Many Iowa farmers are anxious to start their spring field work, but Mother Nature has other ideas, with recent snowfalls and continued cold weather.
Iowa State University Extension crops specialist Joel DeJong says due to the frigid soil temperatures, farmers are limited on what they can do. “I’ve heard of a little manure being hauled, but past that, very little other activity out in the fields,” DeJong says. “I’m not sure it’s really been fit for the activities to go on. We know it’s going to take a little while for that soil to warm up. It’s going to take a few days of average to above-average temperatures to get us there.”
DeJong says soil temperatures need to be at least 50 degrees — and climbing — for suitable growing conditions for corn and soybeans, and we’re nowhere near that. “Soil temperatures are still in the low 30s, just over 32 degrees, and actually looking at temperatures all the way at our sites that measure to 50 inches, it’s only about 35 to 36 degrees at 50 inches,” DeJong says. “That’s a big chunk of slab of soil that we’re going to have to warm up before it’s really fit for the crop growth.”

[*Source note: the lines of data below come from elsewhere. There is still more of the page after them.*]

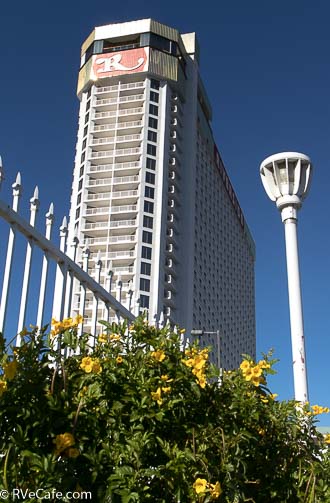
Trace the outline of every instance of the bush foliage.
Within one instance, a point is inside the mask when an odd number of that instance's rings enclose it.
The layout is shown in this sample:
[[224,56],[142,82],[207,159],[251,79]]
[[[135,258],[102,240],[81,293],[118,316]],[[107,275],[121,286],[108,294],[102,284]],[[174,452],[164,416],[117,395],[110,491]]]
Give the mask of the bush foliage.
[[103,322],[95,340],[77,337],[79,321],[24,331],[12,352],[1,344],[1,489],[90,491],[102,503],[330,501],[329,438],[315,428],[326,410],[276,400],[271,355],[220,382],[180,331],[139,318]]

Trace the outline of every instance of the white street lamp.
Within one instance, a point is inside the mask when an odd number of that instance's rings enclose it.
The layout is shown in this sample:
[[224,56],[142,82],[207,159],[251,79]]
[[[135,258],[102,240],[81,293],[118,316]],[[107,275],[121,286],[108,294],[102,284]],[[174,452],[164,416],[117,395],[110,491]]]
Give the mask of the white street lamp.
[[297,152],[282,152],[267,157],[260,175],[267,195],[276,202],[285,230],[290,306],[291,343],[295,399],[308,400],[304,323],[301,302],[297,243],[297,210],[308,192],[312,174],[309,157]]

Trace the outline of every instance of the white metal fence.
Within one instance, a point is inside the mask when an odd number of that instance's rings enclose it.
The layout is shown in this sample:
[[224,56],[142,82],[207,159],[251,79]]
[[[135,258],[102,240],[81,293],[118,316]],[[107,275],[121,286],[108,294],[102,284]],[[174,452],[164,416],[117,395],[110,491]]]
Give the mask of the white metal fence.
[[[3,169],[0,157],[0,188],[3,182]],[[46,289],[49,278],[49,265],[53,261],[56,264],[56,275],[53,288],[50,288],[53,298],[52,302],[52,317],[57,320],[70,317],[72,313],[72,291],[73,282],[77,281],[81,286],[81,298],[79,302],[80,314],[85,315],[86,308],[86,293],[91,292],[93,298],[92,310],[92,323],[91,331],[96,333],[97,313],[99,303],[103,303],[107,318],[110,319],[113,313],[118,320],[127,319],[134,320],[135,315],[131,312],[131,303],[129,310],[124,307],[119,300],[116,300],[106,289],[104,289],[95,279],[88,274],[88,258],[89,250],[85,248],[83,251],[82,267],[75,262],[77,248],[79,241],[74,239],[72,246],[72,258],[66,254],[68,226],[66,217],[63,218],[62,225],[60,226],[60,246],[56,246],[51,241],[52,228],[54,222],[54,207],[50,204],[49,210],[46,213],[45,232],[42,234],[36,228],[37,214],[39,208],[39,191],[36,187],[33,196],[30,199],[30,221],[27,222],[19,214],[20,198],[22,193],[21,175],[18,173],[15,182],[12,184],[12,205],[8,205],[0,198],[0,218],[9,224],[9,234],[7,240],[7,251],[4,264],[3,278],[0,278],[0,287],[2,282],[1,303],[0,303],[0,332],[4,331],[7,314],[10,314],[10,298],[9,290],[13,276],[17,275],[14,260],[14,248],[18,235],[24,236],[26,241],[25,263],[23,269],[23,278],[21,278],[21,290],[19,299],[19,314],[17,321],[17,339],[16,344],[20,345],[20,332],[23,330],[26,323],[27,304],[29,300],[30,286],[31,286],[31,270],[32,270],[32,256],[35,248],[39,248],[42,252],[42,263],[39,267],[40,281],[37,295],[33,292],[30,298],[37,303],[36,305],[36,320],[35,324],[38,327],[50,322],[45,320],[45,305],[46,305]],[[1,236],[0,246],[6,246],[5,236]],[[102,260],[100,256],[96,258],[97,270],[99,274],[102,269]],[[15,274],[13,271],[15,270]],[[36,281],[36,278],[33,277]],[[17,278],[15,278],[17,281]],[[120,286],[120,285],[119,285]],[[118,288],[118,298],[121,299],[121,290]],[[49,302],[49,299],[48,299]],[[90,300],[89,300],[90,303]],[[139,312],[139,303],[134,304],[135,314]],[[12,322],[13,320],[11,320]],[[29,320],[33,322],[34,320]],[[80,329],[83,330],[83,326]]]

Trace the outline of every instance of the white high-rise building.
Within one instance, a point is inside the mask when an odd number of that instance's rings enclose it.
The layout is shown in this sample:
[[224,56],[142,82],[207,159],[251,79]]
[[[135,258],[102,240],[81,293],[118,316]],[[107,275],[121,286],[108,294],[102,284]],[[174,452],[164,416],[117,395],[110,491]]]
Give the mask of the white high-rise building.
[[89,248],[90,274],[100,259],[101,284],[150,320],[219,330],[222,366],[254,356],[254,243],[213,139],[195,33],[151,19],[95,28],[78,97],[76,260]]

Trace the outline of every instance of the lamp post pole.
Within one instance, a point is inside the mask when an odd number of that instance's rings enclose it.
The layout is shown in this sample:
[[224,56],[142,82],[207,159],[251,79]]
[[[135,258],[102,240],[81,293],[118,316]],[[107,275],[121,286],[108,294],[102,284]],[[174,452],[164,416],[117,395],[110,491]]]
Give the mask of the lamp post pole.
[[297,152],[283,152],[265,159],[260,166],[261,180],[281,212],[285,232],[288,275],[291,345],[295,400],[308,400],[304,322],[300,288],[297,240],[297,211],[307,194],[312,172],[310,159]]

If we would start having outside air temperatures in the 60s for a period of about a week, we may begin to see the soil temperatures rise enough to germinate corn seeds. However, DeJong says farmers may be lacking in patience. “We’re probably not going to see people wait that long, because more than likely, if we had that scenerio, we’re going to be drier, so, we’re going to see a lot of those other activities start,” he says. “There’s a few producers that probably will, if it’s early next week, that’s typically the week that most people really want to get going and going hard. So, if the soil conditions are fit, they’re going to go out there and plant and they’re are just going to trust that it’s going to warm up.”
He notes, the good news farmers can take away about this year’s field conditions is that we do have either adequate — or surplus — levels of moisture.